Wall Street has a new acronym for its favorite growth stocks and AI bets, MANGOS. The name refers to Meta, Anthropic, Nvidia, Google, OpenAI and SpaceX, which many investors see as the next wave of the artificial intelligence revolution.
The buzz intensified after SpaceX’s much-discussed listing, which for the first time gave public-market investors direct access to one of the world’s most coveted technology companies. Along with OpenAI and Anthropic, the two leading names in large language models and generative AI, the group has drawn intense attention from traders looking for the next major leadership cohort after FAANG and the Magnificent Seven.

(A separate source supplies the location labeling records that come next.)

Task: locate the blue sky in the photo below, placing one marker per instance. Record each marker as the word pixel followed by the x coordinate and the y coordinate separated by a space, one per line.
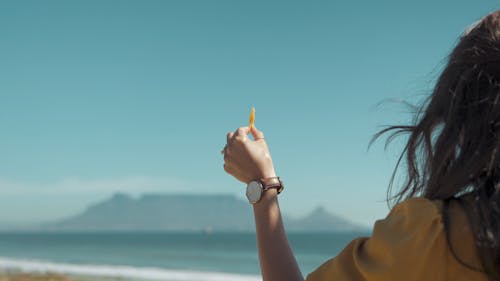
pixel 137 96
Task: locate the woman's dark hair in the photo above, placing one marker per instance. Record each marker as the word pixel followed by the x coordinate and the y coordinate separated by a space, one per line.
pixel 453 149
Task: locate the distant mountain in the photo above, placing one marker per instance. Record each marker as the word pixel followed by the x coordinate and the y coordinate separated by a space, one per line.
pixel 191 213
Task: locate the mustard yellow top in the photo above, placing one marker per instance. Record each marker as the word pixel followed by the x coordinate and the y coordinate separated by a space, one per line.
pixel 410 245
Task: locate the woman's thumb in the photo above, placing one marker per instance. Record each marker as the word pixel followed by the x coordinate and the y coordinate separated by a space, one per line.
pixel 256 133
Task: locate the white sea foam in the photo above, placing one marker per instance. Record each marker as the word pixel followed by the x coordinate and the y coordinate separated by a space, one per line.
pixel 125 272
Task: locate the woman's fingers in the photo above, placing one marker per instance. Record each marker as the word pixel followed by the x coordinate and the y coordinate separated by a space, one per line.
pixel 229 137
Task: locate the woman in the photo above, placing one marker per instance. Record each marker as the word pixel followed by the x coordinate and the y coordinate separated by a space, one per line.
pixel 446 224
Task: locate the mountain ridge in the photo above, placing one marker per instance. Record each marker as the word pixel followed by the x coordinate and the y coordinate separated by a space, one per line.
pixel 187 213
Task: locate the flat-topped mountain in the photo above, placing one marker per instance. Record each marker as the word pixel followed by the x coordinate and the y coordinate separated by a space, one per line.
pixel 190 213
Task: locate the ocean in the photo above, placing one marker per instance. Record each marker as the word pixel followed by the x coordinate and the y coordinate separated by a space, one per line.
pixel 159 256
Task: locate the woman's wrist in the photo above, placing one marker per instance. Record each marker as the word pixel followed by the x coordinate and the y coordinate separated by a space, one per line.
pixel 269 198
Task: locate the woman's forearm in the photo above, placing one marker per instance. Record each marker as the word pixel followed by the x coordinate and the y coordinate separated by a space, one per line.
pixel 277 261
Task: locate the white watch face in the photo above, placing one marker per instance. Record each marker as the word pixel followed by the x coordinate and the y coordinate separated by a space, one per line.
pixel 254 191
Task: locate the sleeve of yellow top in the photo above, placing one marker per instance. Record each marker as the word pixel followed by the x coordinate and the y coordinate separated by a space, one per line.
pixel 409 245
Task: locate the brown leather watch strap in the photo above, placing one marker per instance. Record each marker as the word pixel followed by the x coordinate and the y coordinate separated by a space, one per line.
pixel 273 182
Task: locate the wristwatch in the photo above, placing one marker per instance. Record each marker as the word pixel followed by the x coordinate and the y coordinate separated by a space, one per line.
pixel 256 188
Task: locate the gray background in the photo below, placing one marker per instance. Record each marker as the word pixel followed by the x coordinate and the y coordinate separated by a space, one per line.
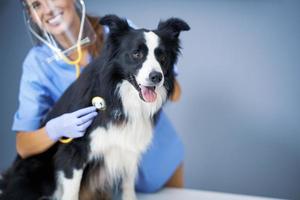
pixel 239 113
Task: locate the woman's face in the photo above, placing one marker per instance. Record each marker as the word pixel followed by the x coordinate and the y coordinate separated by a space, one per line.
pixel 54 16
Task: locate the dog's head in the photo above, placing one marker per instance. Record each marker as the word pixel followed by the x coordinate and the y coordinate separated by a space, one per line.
pixel 146 57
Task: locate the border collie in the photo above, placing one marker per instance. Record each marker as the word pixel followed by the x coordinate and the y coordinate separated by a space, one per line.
pixel 135 77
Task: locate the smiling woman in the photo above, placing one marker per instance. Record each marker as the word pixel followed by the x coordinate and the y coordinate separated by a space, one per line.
pixel 61 25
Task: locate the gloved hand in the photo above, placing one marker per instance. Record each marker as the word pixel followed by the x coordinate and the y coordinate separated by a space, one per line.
pixel 71 125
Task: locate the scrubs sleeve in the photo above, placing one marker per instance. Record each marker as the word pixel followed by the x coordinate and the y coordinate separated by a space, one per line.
pixel 162 158
pixel 34 101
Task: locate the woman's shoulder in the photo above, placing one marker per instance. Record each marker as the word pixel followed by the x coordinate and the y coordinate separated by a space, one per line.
pixel 37 55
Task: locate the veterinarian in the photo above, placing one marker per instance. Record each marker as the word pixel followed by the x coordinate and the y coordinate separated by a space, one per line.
pixel 65 40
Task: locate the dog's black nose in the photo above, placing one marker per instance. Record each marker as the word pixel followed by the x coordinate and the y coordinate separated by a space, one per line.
pixel 155 77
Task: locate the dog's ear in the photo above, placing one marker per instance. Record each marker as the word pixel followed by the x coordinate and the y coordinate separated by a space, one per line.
pixel 115 24
pixel 173 26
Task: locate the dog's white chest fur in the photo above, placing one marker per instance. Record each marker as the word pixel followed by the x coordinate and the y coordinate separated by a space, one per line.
pixel 122 145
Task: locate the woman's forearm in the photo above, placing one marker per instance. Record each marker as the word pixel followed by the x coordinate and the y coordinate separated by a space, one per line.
pixel 33 142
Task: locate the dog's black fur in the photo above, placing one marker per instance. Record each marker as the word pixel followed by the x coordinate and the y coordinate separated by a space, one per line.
pixel 35 177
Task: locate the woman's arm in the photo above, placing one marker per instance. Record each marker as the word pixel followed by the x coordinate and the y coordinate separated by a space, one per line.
pixel 33 142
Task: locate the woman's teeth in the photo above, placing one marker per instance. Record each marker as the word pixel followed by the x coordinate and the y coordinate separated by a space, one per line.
pixel 55 20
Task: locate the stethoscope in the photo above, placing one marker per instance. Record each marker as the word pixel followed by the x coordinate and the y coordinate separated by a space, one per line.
pixel 98 102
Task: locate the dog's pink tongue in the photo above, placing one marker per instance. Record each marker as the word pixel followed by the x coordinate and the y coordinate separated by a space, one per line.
pixel 149 94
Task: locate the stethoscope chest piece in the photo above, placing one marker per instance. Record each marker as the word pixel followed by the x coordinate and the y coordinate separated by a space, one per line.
pixel 99 103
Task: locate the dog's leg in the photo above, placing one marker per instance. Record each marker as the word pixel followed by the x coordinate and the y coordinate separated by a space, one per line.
pixel 128 182
pixel 68 188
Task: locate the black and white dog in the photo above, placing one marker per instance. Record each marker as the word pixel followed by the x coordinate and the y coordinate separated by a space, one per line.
pixel 135 77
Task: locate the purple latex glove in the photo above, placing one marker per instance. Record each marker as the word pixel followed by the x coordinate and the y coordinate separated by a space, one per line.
pixel 71 125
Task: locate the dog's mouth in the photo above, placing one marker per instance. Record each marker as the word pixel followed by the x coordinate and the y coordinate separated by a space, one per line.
pixel 146 93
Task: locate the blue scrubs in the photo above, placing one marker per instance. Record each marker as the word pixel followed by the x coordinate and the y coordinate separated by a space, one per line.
pixel 42 83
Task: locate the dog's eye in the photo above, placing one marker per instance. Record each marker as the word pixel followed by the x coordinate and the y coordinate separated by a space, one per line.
pixel 163 58
pixel 137 55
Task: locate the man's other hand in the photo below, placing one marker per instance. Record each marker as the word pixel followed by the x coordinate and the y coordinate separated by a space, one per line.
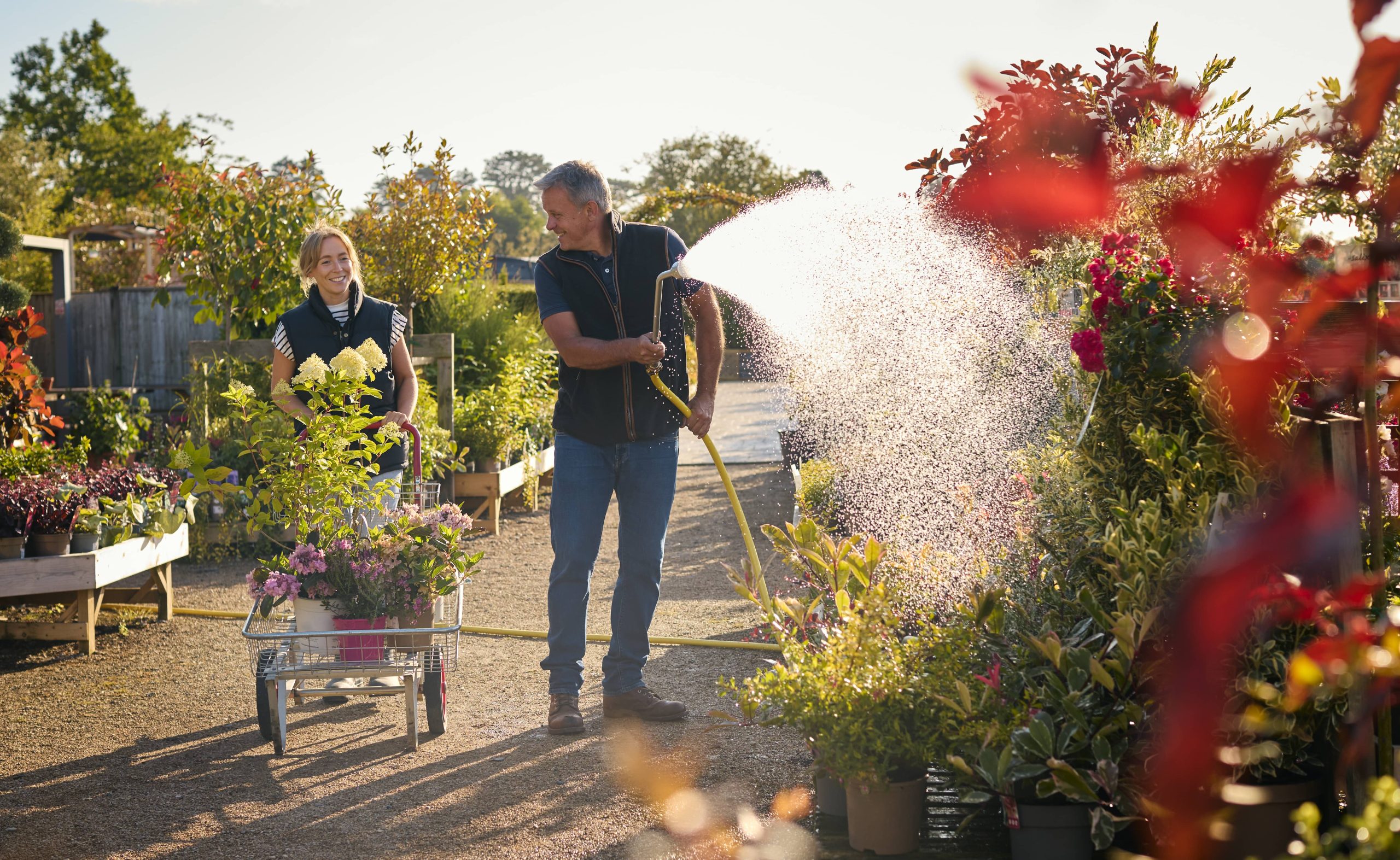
pixel 644 352
pixel 702 412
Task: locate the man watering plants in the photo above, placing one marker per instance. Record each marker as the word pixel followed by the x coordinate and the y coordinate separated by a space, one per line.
pixel 615 433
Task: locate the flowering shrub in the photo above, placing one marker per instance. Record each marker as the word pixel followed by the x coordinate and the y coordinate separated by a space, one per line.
pixel 24 412
pixel 1141 315
pixel 311 481
pixel 398 569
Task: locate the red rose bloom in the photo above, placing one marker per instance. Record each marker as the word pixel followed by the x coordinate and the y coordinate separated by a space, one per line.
pixel 1088 347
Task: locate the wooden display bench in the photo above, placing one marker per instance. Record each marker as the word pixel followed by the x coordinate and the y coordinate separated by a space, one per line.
pixel 493 487
pixel 80 583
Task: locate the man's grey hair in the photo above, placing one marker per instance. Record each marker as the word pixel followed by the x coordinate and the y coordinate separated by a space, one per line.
pixel 581 181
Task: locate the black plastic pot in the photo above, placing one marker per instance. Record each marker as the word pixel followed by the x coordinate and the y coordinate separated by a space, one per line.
pixel 831 796
pixel 1051 833
pixel 1258 818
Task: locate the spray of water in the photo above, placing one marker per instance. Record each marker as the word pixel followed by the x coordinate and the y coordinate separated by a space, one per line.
pixel 909 358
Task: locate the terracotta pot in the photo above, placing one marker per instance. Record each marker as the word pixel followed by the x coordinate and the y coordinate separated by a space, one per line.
pixel 11 548
pixel 1258 818
pixel 831 796
pixel 1049 831
pixel 361 646
pixel 885 818
pixel 49 545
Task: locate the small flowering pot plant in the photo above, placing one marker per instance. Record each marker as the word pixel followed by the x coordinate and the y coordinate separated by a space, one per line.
pixel 308 482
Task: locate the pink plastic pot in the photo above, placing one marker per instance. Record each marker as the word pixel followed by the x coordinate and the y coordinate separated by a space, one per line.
pixel 361 646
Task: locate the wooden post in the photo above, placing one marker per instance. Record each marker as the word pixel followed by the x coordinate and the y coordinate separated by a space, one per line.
pixel 1375 500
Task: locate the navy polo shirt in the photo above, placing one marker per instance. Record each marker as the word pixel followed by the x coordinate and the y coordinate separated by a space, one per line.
pixel 551 296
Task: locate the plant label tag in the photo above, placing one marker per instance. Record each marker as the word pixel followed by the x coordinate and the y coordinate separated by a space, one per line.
pixel 1008 806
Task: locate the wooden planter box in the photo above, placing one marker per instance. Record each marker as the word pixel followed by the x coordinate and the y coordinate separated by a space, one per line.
pixel 80 583
pixel 492 487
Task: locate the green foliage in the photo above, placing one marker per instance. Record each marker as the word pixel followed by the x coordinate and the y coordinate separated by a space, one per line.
pixel 234 237
pixel 726 171
pixel 493 420
pixel 870 699
pixel 111 420
pixel 10 237
pixel 311 482
pixel 439 449
pixel 819 499
pixel 1369 835
pixel 424 231
pixel 488 331
pixel 44 460
pixel 13 296
pixel 513 173
pixel 520 226
pixel 218 422
pixel 79 100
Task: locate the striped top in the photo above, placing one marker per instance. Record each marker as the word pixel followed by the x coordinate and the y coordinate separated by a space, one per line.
pixel 341 313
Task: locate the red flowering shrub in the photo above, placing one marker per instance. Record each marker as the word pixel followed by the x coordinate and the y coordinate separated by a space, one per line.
pixel 24 414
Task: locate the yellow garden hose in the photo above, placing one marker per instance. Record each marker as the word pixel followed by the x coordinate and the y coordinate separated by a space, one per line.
pixel 728 488
pixel 671 641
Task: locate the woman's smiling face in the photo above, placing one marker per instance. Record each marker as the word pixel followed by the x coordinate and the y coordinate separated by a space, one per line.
pixel 334 271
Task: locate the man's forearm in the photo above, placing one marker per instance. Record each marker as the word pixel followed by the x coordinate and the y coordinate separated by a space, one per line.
pixel 709 347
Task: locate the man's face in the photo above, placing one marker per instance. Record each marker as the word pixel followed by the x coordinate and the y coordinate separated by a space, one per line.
pixel 573 225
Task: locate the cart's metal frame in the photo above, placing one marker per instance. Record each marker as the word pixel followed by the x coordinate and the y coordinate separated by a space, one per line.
pixel 286 663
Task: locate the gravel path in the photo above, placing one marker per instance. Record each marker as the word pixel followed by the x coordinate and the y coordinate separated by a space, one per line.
pixel 150 747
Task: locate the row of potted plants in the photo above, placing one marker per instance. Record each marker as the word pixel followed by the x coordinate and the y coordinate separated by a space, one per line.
pixel 1038 692
pixel 76 509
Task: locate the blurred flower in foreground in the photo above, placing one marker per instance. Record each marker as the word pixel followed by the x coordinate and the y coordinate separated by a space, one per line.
pixel 696 824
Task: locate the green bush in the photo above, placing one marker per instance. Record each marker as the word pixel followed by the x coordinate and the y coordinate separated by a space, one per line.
pixel 873 702
pixel 819 499
pixel 111 420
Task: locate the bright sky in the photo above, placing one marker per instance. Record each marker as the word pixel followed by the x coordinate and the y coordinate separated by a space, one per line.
pixel 853 89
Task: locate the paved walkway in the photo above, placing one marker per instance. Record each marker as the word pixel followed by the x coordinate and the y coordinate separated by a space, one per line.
pixel 745 430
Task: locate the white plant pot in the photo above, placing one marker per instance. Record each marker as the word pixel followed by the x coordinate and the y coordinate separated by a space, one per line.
pixel 311 618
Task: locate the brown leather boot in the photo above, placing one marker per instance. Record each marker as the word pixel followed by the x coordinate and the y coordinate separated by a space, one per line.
pixel 563 715
pixel 644 705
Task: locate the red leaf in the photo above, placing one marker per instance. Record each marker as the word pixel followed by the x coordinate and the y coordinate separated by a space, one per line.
pixel 1234 203
pixel 1036 195
pixel 1364 10
pixel 1378 75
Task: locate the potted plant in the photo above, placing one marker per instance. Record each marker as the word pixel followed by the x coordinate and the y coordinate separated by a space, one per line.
pixel 426 557
pixel 1279 756
pixel 88 529
pixel 55 509
pixel 1058 776
pixel 16 519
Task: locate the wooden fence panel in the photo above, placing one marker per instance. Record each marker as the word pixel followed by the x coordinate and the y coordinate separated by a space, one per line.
pixel 119 335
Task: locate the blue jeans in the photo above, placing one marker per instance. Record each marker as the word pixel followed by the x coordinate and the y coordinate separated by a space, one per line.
pixel 643 475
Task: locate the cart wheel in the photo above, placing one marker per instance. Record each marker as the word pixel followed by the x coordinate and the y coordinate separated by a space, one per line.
pixel 265 659
pixel 434 691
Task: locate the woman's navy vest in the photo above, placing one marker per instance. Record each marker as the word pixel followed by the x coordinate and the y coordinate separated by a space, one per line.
pixel 619 404
pixel 313 331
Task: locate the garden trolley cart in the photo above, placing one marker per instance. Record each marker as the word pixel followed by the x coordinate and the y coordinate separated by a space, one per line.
pixel 291 663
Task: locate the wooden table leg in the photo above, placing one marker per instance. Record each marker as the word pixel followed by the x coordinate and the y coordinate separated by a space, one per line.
pixel 164 590
pixel 88 604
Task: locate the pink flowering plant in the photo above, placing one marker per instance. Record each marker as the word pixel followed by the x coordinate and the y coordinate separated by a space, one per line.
pixel 1141 315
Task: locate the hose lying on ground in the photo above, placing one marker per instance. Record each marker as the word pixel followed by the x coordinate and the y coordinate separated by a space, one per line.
pixel 669 641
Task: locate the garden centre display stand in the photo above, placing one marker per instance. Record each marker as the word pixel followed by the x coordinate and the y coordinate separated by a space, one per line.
pixel 493 487
pixel 80 583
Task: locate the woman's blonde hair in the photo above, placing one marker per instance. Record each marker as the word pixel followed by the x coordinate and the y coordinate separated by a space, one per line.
pixel 311 254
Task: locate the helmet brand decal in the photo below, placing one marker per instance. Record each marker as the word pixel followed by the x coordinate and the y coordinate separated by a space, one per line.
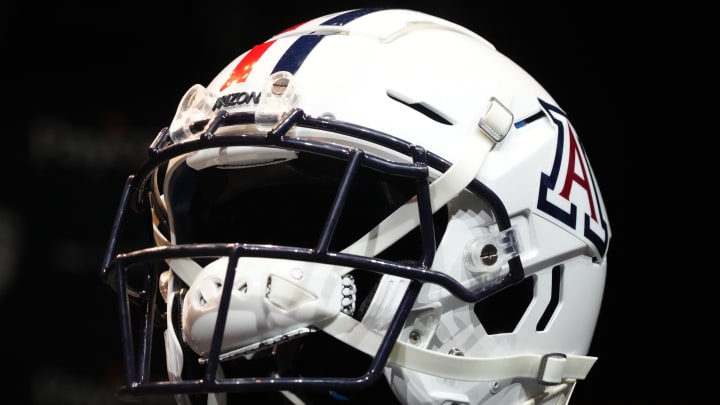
pixel 570 188
pixel 295 55
pixel 235 99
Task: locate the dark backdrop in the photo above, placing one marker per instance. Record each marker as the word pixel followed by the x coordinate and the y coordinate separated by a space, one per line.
pixel 87 87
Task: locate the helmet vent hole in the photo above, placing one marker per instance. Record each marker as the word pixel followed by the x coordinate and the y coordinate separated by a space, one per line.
pixel 557 275
pixel 501 312
pixel 421 107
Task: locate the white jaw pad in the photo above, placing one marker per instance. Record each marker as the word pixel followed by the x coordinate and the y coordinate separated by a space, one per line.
pixel 269 298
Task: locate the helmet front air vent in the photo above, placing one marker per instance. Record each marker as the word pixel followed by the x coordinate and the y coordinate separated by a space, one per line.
pixel 421 107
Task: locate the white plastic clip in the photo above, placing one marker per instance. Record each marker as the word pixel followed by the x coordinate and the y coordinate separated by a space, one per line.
pixel 552 368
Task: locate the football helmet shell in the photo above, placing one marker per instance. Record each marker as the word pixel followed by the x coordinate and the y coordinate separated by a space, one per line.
pixel 382 177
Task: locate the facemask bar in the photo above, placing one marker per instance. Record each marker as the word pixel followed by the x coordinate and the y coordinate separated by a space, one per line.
pixel 115 266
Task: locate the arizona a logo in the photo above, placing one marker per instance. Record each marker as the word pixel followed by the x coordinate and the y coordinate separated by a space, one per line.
pixel 569 192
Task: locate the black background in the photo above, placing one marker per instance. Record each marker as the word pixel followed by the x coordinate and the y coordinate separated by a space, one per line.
pixel 87 87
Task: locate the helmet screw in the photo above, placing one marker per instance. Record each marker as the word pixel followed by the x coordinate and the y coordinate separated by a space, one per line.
pixel 456 352
pixel 489 255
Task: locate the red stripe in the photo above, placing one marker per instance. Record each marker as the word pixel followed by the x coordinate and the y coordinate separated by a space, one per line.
pixel 242 70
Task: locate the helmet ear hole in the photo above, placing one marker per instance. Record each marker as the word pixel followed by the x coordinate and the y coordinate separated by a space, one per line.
pixel 502 311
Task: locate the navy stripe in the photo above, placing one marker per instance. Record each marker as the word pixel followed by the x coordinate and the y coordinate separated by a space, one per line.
pixel 298 51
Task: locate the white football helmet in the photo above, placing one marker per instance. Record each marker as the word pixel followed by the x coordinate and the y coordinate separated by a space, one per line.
pixel 373 202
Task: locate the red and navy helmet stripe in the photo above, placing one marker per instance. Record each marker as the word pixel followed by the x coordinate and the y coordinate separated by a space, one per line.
pixel 296 54
pixel 293 58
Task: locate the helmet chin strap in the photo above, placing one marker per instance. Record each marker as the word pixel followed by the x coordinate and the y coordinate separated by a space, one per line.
pixel 547 369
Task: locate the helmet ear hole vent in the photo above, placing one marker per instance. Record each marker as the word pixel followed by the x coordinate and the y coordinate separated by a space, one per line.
pixel 557 276
pixel 501 312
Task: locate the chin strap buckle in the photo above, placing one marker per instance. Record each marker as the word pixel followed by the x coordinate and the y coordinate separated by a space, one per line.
pixel 552 367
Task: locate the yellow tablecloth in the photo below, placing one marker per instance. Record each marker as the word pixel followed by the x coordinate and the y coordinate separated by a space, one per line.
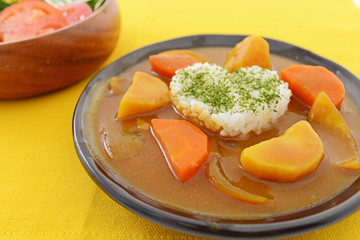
pixel 44 191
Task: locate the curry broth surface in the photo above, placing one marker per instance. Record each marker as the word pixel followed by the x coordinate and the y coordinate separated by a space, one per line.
pixel 136 157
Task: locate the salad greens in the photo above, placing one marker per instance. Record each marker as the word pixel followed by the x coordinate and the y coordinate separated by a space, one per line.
pixel 94 4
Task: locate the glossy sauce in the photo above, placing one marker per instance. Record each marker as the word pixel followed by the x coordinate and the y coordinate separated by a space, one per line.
pixel 136 157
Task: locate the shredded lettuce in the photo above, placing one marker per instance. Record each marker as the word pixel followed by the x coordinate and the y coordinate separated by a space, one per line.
pixel 94 4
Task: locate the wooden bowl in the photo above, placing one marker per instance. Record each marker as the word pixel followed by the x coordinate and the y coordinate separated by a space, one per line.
pixel 52 61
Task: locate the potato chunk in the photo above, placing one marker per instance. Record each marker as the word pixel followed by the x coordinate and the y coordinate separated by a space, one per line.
pixel 253 50
pixel 286 158
pixel 146 94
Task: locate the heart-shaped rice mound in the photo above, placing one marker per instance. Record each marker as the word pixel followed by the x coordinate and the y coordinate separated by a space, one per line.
pixel 232 104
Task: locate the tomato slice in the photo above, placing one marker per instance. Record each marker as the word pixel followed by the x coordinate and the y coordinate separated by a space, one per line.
pixel 29 18
pixel 74 12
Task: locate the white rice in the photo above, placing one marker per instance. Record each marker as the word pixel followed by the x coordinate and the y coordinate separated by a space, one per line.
pixel 232 104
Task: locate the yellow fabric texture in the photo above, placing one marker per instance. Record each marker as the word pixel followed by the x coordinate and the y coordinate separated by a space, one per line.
pixel 45 193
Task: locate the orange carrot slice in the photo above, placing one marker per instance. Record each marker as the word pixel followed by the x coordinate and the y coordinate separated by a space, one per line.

The concept behind MANGOS is that the next generation of AI stocks may include private, fast-growing companies that ordinary investors cannot buy directly. That idea has already spilled into the ETF market. Several firms have filed to launch funds focused on MANGOS, including the Corgi MANGOS ETF, which would invest at least 80% of its assets in the group, and two additional MANGO Plus funds proposed by Yorkville America Investment Trust.
But there is a major complication, OpenAI and Anthropic are still private. To gain exposure, the proposed funds plan to rely on derivatives, futures and other complex structures, which can create imperfect tracking, added costs, liquidity and valuation risks, and a more complicated product for investors. Some funds also plan to include chip and hardware names such as AMD, Broadcom, Micron, Intel and Dell, on the view that they are part of the AI supply chain.
Not everyone is convinced. ETF commentator Dave Nadig said the idea is mainly a marketing exercise, arguing there is no clear investment case for grouping private firms like OpenAI and Anthropic with public giants such as Meta, Alphabet and Nvidia. He said MANGOS does not represent a defined sector, shared business model or obvious financial link, only companies that are drawing heavy investor attention and strong momentum.